This footage was shot on Wednesday 13th October, 2010 in the Brisbane Artist Run Initiative tent, situated in King George Square. Joel Stern asked me to provide some visuals for an improvised performance as part of the Other Film night at BARI. We discussed it initially as being a duet with Joe Musgrove however on the night we were accompanied by Joel and Josh Watson.

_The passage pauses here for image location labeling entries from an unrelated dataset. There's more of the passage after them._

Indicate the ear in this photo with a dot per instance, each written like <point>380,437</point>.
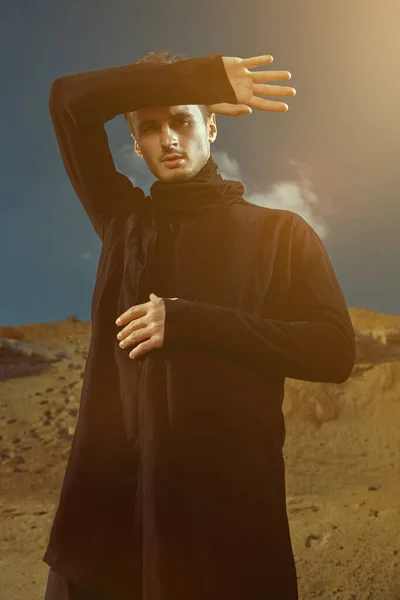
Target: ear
<point>212,128</point>
<point>136,145</point>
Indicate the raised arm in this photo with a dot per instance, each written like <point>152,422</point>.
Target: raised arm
<point>80,104</point>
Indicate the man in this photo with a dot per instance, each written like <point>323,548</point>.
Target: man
<point>175,485</point>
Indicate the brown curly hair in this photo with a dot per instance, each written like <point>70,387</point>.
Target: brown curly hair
<point>165,57</point>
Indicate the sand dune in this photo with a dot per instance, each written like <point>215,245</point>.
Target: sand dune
<point>342,456</point>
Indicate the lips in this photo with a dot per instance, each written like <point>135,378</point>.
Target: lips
<point>172,157</point>
<point>173,162</point>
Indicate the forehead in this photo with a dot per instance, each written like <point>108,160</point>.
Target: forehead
<point>159,113</point>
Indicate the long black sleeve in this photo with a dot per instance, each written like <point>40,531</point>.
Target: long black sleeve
<point>317,344</point>
<point>80,104</point>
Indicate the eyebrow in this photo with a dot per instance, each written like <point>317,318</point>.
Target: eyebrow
<point>178,114</point>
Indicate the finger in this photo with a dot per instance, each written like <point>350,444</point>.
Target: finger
<point>130,330</point>
<point>273,90</point>
<point>141,349</point>
<point>268,105</point>
<point>270,75</point>
<point>255,61</point>
<point>131,312</point>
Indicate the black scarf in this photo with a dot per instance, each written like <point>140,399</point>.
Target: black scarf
<point>206,189</point>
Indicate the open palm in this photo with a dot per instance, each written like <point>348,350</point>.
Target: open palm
<point>247,83</point>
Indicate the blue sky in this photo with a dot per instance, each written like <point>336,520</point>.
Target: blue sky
<point>333,157</point>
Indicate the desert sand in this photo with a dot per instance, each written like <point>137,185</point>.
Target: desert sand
<point>342,455</point>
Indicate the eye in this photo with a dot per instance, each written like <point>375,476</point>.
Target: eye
<point>182,120</point>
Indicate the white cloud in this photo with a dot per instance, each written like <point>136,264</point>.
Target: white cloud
<point>296,195</point>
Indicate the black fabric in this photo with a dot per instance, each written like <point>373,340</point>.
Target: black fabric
<point>175,484</point>
<point>59,588</point>
<point>206,189</point>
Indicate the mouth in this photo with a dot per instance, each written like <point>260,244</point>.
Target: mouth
<point>173,161</point>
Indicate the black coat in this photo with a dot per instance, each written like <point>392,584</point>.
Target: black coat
<point>175,485</point>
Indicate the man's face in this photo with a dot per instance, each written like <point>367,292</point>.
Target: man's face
<point>161,132</point>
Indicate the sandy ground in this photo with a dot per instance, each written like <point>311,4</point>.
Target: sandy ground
<point>342,456</point>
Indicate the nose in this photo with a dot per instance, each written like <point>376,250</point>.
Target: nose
<point>168,137</point>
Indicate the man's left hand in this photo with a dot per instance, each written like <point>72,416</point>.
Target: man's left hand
<point>144,323</point>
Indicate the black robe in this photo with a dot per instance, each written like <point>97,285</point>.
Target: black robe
<point>175,484</point>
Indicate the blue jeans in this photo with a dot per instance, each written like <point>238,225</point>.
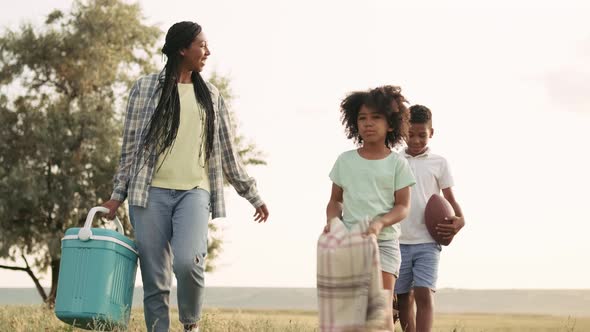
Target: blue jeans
<point>171,234</point>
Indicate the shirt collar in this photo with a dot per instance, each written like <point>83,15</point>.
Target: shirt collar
<point>422,155</point>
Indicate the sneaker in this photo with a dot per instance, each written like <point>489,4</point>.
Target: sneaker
<point>191,328</point>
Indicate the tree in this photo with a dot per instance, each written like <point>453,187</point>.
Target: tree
<point>59,127</point>
<point>63,87</point>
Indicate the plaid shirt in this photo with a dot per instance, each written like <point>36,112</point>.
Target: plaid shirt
<point>134,176</point>
<point>350,289</point>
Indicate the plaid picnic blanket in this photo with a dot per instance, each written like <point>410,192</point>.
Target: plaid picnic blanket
<point>350,289</point>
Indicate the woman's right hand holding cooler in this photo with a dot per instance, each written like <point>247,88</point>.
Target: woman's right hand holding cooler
<point>113,206</point>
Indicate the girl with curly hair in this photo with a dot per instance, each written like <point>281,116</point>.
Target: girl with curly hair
<point>373,181</point>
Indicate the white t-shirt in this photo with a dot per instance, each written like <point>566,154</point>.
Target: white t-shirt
<point>432,174</point>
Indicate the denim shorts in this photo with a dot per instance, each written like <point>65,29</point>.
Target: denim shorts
<point>389,256</point>
<point>419,267</point>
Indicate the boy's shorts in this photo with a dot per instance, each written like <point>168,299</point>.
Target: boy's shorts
<point>389,256</point>
<point>419,266</point>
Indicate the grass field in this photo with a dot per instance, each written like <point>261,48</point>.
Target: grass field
<point>36,318</point>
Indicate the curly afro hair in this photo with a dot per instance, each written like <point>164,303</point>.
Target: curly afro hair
<point>420,114</point>
<point>386,100</point>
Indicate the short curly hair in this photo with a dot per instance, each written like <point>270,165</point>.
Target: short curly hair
<point>420,114</point>
<point>386,100</point>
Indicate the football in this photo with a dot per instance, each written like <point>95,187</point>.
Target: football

Following the Superflux performance discussed here, I wanted to take some aspects of the expanded cinema performance and incorporate them into my materials and performance aesthetic for this event. In the last few weeks i’ve been experimenting with the Canon 550D, specifically what affordances it provides for digital video recording when combined with access to a fairly full compliment of SLR features. On the morning of the event I spent 2 hours at the Mt Cootha Botanical Gardens collecting source footage, specifically macro footage of plants. Adding a 36mm Kenko Extension Tube to a 55-250mm zoom lens allowed me to shoot close-up footage from a variable distance of around 3-5ft. Adding in the 550D’s “movie crop” mode (which takes a 640×480 square and blows that up – effectively magnifying x5) allowed for extreme close ups which not only provide a unique view of the fine hairs and skin of the plants, but effectively denies the viewer instant identification. This connects in some way to acousmatic music, and the ideas of Pierre Schaeffer (and the sound object) which I believe have a lot to teach audiovisualists. The footage I capture is a macro-cosm taken away from its source in a manner comparable to the sound object in acousmatic composition. The intention was to generate an image that could be interpreted anew by the audience in relation to the sound that tracks it.
Another unintended joy is the effect of a narrow depth of focus on image clarity. Most of the pieces move in and out of focus. Where this would normally be detrimental, in my case this was perfect for my purposes both in regards to making it easier to mix footage (that is blurry) and also in the manner in which focus shift in and out. In reference to the Superflux performance, I wanted footage that I could manipulate, in real-time, much like the expanded cinema performers manipulate strips of film. The constant pulling in and out of focus suggested rhythmical patterns that could be manipulated by scrubbing through the footage. This allowed me to improvise not just with the playback and opacity of materials, but also the movement of the footage, in relation to the performers.
I ended up with around 47 short pieces that, when combined with another 20 other video segments produced while testing the camera, form the basis of the visual performance. I transferred all of the 640×480 pieces, as is, from the camera across to my working directory for access through VDMX. The few extra pieces that weren’t in this format were cropped and output using MPEG Streamclip.
These pieces were separated into two video channels with the remaining 20 excerpts being placed in a third channel. Using 3 octaves of a Korg MicroKontrol midi controller keyboard, I set each white key to trigger two clips (one from each of the first two channels) that could be crossfaded between. The 3rd channel featured material set on each of the black keys. Clips were triggered on each press and would only remain while the keys were depressed. I could also control speed and direction as well as scrub through a video as mentioned above. While I had access to Blur, Luma and my adaption of Vade’s Rutt Etra, I only used the Luma once and found it to my satisfaction just manipulating the footage.
BARI had an interesting rear projection setup installed. My position as visualist was to the rear of the screen and I could see my footage and the musicians performing who could also see the footage from the front. It’s a little ropey at the start, and a little too black courtesy of some additive clips that were cancelling each other out and an aggressive Luma I forgot to switch off. Still towards the end of the performance we work up to a kind of synchretic tug of war. I could respond in relation to the music by scrubbing and changing footage in relation to the sonic gestures outlined. While this may not be the most compelling performance, particularly on replay, i’m happy with both the footage and see the potential for an interesting performative approach to be drawn from this.
I used the Canon 550D with a 50mm f1.4 lens – i should have used a higher ISO, opened the aperture more as the end result appeared much darker than it seemed on the LED screen when I was setting up. Audio was recorded using the ZOOM H4N and has not been touched… it could probably use some EQ as the tent wasn’t the most vibrant acoustic space… Need to do another test with better lighting. Consider moving up from 480p to 720p depending on processor power etc… This is particularly worth doing when i’m not relying on much in the way of effects (maybe a luma key?)